An experiment that has produced human eggs from stem cells could be a boon for women desperate to have a baby, scientists claim.
New research has swept away the belief women only have a limited stock of eggs and replaces it with the theory the supply is continuously replenished from precursor cells in the ovary.
'The prevailing dogma in our field for the better part of the last 50 or 60 years was that young girls at birth were given a bank account of eggs at birth that's not renewable,' says Jonathan Tilly, director of the Vincent Center for Reproductive Biology at Massachusetts General Hospital, who led the research.

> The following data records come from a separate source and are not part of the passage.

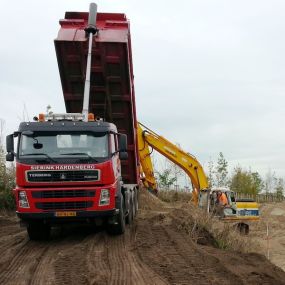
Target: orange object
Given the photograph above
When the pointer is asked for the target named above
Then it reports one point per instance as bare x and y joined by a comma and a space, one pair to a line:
91, 117
41, 117
223, 200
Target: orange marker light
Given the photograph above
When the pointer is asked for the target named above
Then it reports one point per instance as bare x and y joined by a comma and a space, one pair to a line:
41, 117
91, 117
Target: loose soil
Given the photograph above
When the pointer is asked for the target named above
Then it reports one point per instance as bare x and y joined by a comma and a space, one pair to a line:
273, 216
156, 249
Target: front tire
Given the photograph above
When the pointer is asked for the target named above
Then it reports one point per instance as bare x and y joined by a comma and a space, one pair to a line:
119, 226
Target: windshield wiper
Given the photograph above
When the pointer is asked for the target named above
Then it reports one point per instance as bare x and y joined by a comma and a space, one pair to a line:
80, 153
50, 158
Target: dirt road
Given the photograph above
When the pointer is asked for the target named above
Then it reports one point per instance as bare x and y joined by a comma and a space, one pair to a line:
153, 251
273, 215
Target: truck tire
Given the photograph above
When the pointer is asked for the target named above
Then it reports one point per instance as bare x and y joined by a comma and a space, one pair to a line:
38, 231
119, 226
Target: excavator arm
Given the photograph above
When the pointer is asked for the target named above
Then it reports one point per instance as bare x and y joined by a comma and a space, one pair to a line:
147, 138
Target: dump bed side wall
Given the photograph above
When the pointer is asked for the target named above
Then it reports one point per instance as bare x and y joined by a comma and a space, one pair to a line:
112, 91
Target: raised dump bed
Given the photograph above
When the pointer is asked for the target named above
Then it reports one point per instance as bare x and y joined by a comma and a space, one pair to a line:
112, 94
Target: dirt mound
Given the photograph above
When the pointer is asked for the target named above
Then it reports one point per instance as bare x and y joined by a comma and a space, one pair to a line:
165, 245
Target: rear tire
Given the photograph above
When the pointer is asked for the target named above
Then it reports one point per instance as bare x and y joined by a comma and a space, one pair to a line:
38, 231
119, 226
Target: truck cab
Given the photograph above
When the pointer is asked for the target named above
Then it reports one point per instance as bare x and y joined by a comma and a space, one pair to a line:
68, 170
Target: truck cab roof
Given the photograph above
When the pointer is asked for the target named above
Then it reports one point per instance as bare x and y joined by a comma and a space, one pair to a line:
68, 126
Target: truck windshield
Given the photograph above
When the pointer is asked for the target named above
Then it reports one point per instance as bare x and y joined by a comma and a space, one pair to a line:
59, 145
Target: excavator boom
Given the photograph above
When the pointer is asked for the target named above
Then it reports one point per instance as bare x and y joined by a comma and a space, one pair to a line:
147, 138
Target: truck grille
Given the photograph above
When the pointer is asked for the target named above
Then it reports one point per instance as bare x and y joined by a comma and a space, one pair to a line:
64, 205
63, 194
63, 176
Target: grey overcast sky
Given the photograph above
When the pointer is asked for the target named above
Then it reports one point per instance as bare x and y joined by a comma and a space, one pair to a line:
209, 75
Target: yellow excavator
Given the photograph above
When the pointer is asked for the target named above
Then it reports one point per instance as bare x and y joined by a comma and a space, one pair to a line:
240, 212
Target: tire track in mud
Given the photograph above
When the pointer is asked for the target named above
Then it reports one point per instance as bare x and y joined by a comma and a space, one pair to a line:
177, 259
152, 251
23, 263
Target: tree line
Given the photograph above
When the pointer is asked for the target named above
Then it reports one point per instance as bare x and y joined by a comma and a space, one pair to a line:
239, 180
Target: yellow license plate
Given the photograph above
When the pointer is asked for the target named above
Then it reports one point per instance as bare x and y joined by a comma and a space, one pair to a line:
65, 214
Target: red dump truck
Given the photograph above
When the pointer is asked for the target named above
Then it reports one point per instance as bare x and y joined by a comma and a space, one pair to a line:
81, 167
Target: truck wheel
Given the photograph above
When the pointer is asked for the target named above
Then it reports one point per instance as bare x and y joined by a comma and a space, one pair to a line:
119, 226
38, 231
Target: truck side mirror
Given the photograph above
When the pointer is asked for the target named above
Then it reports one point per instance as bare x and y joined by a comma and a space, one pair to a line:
10, 148
123, 145
10, 156
123, 155
10, 143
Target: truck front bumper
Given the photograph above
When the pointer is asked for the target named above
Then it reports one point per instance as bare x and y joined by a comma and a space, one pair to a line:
80, 216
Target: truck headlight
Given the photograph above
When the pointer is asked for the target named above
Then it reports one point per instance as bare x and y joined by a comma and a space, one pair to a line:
104, 197
23, 200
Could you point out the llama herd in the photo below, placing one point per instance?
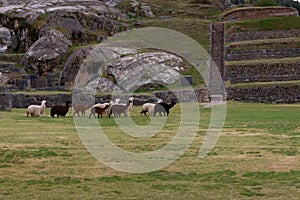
(112, 108)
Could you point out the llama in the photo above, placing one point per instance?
(36, 110)
(80, 108)
(148, 107)
(60, 110)
(98, 110)
(118, 109)
(102, 105)
(163, 108)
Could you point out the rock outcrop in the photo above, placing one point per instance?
(108, 69)
(45, 29)
(46, 53)
(5, 39)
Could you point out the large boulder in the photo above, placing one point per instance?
(88, 63)
(5, 39)
(134, 71)
(46, 53)
(72, 66)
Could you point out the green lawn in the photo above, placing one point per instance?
(256, 157)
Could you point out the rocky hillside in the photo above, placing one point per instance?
(43, 43)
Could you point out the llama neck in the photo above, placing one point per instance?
(171, 105)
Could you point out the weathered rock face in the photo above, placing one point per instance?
(45, 54)
(133, 71)
(72, 66)
(108, 69)
(133, 8)
(26, 26)
(5, 39)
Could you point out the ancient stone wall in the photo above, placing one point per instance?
(262, 54)
(263, 72)
(8, 100)
(259, 12)
(267, 94)
(261, 35)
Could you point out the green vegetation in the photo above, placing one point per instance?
(257, 156)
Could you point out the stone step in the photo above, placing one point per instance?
(262, 54)
(263, 70)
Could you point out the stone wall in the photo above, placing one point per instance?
(268, 94)
(263, 70)
(260, 35)
(262, 54)
(259, 12)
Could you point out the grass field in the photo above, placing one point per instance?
(256, 157)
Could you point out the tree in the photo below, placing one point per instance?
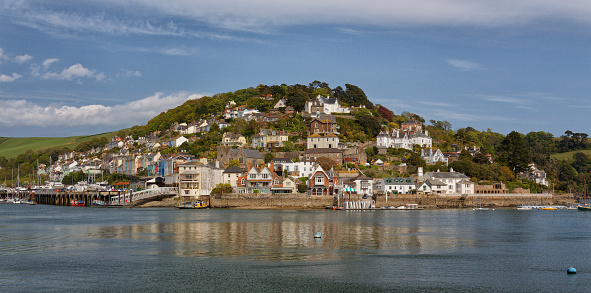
(514, 152)
(416, 160)
(326, 163)
(222, 188)
(386, 113)
(567, 172)
(269, 157)
(465, 155)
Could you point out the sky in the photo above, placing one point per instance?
(86, 67)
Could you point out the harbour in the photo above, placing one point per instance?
(47, 248)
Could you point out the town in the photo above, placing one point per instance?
(317, 155)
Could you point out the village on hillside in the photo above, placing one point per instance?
(276, 162)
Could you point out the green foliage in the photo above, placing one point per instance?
(302, 188)
(269, 157)
(416, 160)
(222, 188)
(74, 177)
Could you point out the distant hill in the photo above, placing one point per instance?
(11, 147)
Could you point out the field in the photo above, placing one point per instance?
(13, 146)
(566, 156)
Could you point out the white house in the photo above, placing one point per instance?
(323, 141)
(299, 169)
(433, 156)
(397, 185)
(455, 182)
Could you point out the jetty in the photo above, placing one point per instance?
(91, 198)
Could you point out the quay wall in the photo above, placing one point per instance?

'As they become mature and become a woman, they use those eggs up (and) the ovaries will fail when they enter menopause.'
Tilly first challenged the 'bank account' doctrine eight years ago, suggesting female mammals continue producing egg-making cells into adulthood rather than from a stock acquired at birth.
His theory ran into a firestorm.
Other scientists challenged the accuracy of his experiments or dismissed their conclusions as worthless, given they were only conducted on lab mice.
But Tilly says the new work not only confirms his controversial idea, it takes it further.
In it, his team isolated egg-producing stem cells in human ovaries and then coaxed them into developing oocytes, as eggs are called.
Building on a feat by Chinese scientists, they pinpointed the oocyte stem cells by using antibodies which latched onto a protein 'handle' located on the side of these cells.